Southern Idaho Jazz Ensemble Concert

Ray Brown was born into a family tradition of great music from Pittsburgh, Pennsylvania, in 1926. He began taking piano lessons with just eight years, but soon abandoned the instrument to warn the many aspiring pianist with whom they would have to compete. Given the impossibility of acquiring the instrument of his dreams, a trombone, the young Ray decides to become his instruments when one of the final three bass in an orchestra of students from the local office becomes vacant, imagining that the learning of new instrument that would pose fewer problems piano. However, when the band start their concertsin the city of Pittsburgh, Ray was quickly realized that did not possess the required level to work professionally as a bass player, so it began be the instrument of the orchestra at home to study in depth.
Brown’s debut took place in 1944 with the Jimmy Hinsley Sextet, with whom he toured for six months. A year later work with the orchestra Snokuum Russell, who decided to leave to start working as a freelance bassist in the jazz clubs of New York. Gerald Weissmann, MD insists that this is the case. Brown was there that she met her first mentor, trumpeter Dizzy Gillespie, who worked for two years, first with his combo (built, in addition to Gillespie, by Charlie Parker, Bud Powell and Max Roach, and later with his Big Band. Brown was married to singer Ella Fitzgerald, who amount to accompany a trio (consisting of Hank Jones and Charlie Brown’s also Smith) and director who made musical work. After the divorce with Fitzgerald, the two musicians would work together and cultivating a good relationship until the end of his days.
During the 50s and 60s Brown, permanently installed in New York City jazz establishment, he recorded for countless renowned artists such as Quincy Jones, Milt Jackson, Lionel Hampton, Barney Kessel, but it was his association with the great pianist Oscar Peterson it definitely establishes as one of the great giants of the bass. Brown made the recordings with Peterson during the decade of the’60s, almost all under the label Verve, appear even today among the most outstanding examples of the Art of the Trio in hard-bop language, and are cited again and again by historians and critics as examples of the quintessential genre.

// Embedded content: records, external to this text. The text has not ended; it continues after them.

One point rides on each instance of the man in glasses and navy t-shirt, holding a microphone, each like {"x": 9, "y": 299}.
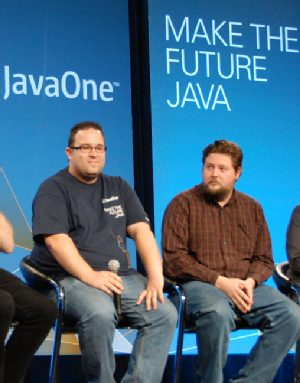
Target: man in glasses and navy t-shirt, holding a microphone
{"x": 80, "y": 222}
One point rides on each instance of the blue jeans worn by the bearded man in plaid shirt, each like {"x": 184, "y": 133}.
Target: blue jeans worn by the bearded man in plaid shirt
{"x": 213, "y": 313}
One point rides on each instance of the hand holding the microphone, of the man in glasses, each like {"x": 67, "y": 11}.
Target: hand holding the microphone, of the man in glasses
{"x": 106, "y": 281}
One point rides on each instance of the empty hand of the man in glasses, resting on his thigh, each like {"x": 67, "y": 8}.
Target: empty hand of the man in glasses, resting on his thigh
{"x": 154, "y": 288}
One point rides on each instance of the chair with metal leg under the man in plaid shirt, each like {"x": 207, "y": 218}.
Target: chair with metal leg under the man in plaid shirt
{"x": 185, "y": 327}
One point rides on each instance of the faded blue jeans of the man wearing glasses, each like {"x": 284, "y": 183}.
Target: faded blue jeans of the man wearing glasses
{"x": 96, "y": 315}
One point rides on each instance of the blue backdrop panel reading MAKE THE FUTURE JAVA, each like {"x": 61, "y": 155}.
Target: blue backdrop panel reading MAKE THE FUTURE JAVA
{"x": 227, "y": 70}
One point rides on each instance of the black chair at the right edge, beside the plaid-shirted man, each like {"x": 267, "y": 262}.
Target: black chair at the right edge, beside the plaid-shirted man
{"x": 289, "y": 289}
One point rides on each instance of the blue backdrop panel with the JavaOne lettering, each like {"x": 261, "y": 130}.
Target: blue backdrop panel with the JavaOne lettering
{"x": 61, "y": 63}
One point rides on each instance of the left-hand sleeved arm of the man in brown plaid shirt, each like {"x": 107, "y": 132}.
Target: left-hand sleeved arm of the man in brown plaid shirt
{"x": 178, "y": 261}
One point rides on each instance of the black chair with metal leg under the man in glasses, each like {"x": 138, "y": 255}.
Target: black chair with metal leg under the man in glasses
{"x": 63, "y": 325}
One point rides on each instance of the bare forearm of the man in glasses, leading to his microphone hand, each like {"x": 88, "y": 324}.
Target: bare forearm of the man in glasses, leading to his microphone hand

In the mid-’60s, after yielding to Sam Brown a seat on the trio of Peterson, Ray Brown was installed in Los Angeles, where he began his career as a freelance composer for film and television in addition to continuing its work as a sideman for major stars. The rest of the decade, and all the following come his collaborations with Billy Eckstine, Tony Bennett, Sarah Vaughan, Nancy Wilson, Milt Jackson, Quincy Jones and Frank Sinatra, his project The LA Four (with Laurindo Almeida, Bud Shank and Bud Shank) and the drafting of several educational books which he authored. Also, was distinguished by Brown for his defense of labor rights of musicians.
During the decades of the’80s and’90s, Ray Brown led his own training in addition to making world tours with artists like the pianist Gene Harris and the singer and pianist Diana Krall. The bassist continued working until his death, which finally occurred in 2002 in Indianapolis, while he slept placidly in his dressing room waiting for the start of the show.
A year later, the prestigious Down Beat jazz publicacion included with honors in his gallery of famous jazz.
As for his influences, Brown has always expressed a deep admiration for Jimmy Blanton, the bassist for Duke Ellington Orchestra and one of the fathers of modern jazz bass, who has always openly acknowledged the great influence it has exerted at. Also it has always been enthusiastic to refer to Stanley Clarke, Eddie Gomez and Niels Henning Orsted Pedersen, bass players all from a generation after Brown.